Sürpriz filan dendiğine bakmayın aslında beklenen oldu…
İktidarın gayrı resmi ortağı, önceden planlanmış olduğunu trafodaki kedilerin bile hemen anladığı "Erken seçim" bombasının fitilini çekip 26 Ağustos 2018'i işaret etti. Bu durumdan "kesinlikle", "asla", "hiç" haberi olmayan Tayyip Erdoğan, son sözü söylemiş olmak uğruna 24 Haziran kararını verdi.
Ümmetin lideri, böylece ağanın kim olduğunu bir kere daha gösterdi…

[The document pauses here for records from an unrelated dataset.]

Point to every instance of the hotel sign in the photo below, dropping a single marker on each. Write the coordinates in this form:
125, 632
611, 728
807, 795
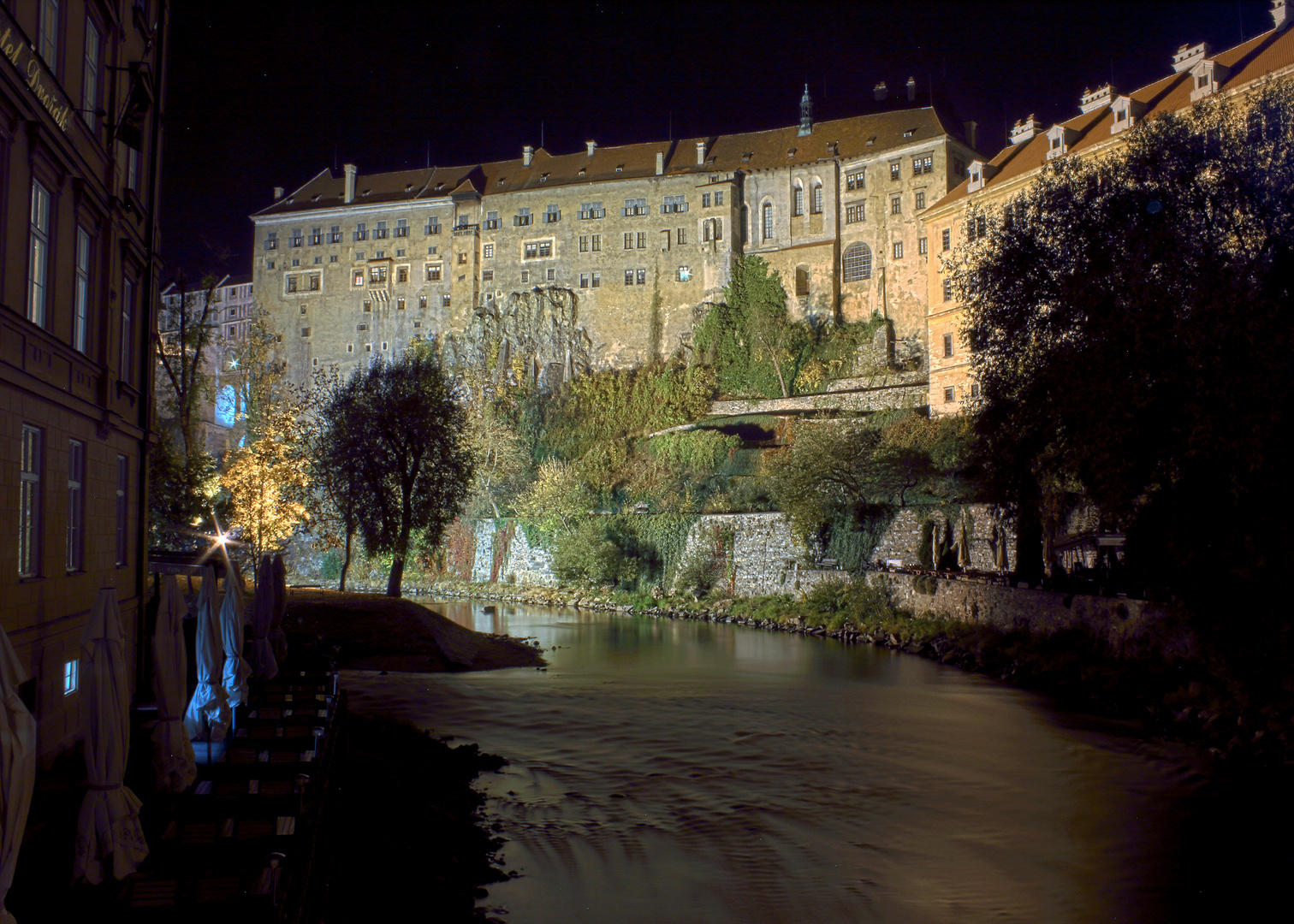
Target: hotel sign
34, 74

Ve aynı zamanda, "İktidar erken seçim yapacak hem de 15 Temmuz 2018'de" diye iddia eden Meral Akşener'in ön görüsünü 20 gün ile çürüttü(!)
***
Farkındalar mı bilmem ama Sn. Bahçeli, her dönem "İmam hatip, başörtüsü, ey falan filan diyerek" %35-40 ile tek başına iktidar olmaya alışmış olan Erdoğan ve AKP'sinin önüne yüzde 50 artı 1'lik bir çıta koydu.
Hem de kendisi ve arkadaşlarını baraj sorunu yaşamadan AKP'nin sırtına binerek meclise taşıtacak.
Burada bir "Türk Kurmay Aklı" seziyorum...
Görünen o ki, Bahçeli ve arkadaşlarının meclise girmesi garanti, fakat Erdoğan'ın Başkan seçilmesi "olağan üstü şeyler" olmazsa hayal…
Şimdiden 24 Haziran sonrası için, "Bahçeli beni kandırdı" kokusu alıyorum…
***
AKP kanadında düne kadar koro halinde, "Ülkemiz çok iyi durumda, ekonomi uçuyor, milli gelir göğe yükseldi, IMF bile bizden borç istedi. Kendi uçağımızı, gemimizi, arabamızı yapıyoruz. Dünya bizi kıskanıyor. Erken seçim istemek vatana ihanettir" vs. diyen arkadaşlar şimdi, "Tulumbada su bitti. Şimdi bizi tekrar seçin, kötü gidişe dur diyelim; ülkeyi çöküşten kurtaralım, demokrasiyi güçlendirelim, adaleti tesis edelim" filan diyorlar…
***
Şimdi burada durup önce şu soruyu soralım, "Ülkedeki her şey anlattığınız gibi güllük gülistanlıksa, niye ani bira kararla erken hatta erkenden de erken bir seçime gidiyoruz. Anlattıklarınız yalan ve aslında her şey kötüyse sizi tekrar niye seçelim. Nihayetinde bu kötü gidişin müsebbibi siz değil misiniz?"
***
İktidar mensupları, seçime girmesini engellemek için olmadık düzenekler kurdukları İYİ PARTİ ve Meral Akşener'in yolunu "demokrasi" adına açan CHP'ye saldırıyorlar.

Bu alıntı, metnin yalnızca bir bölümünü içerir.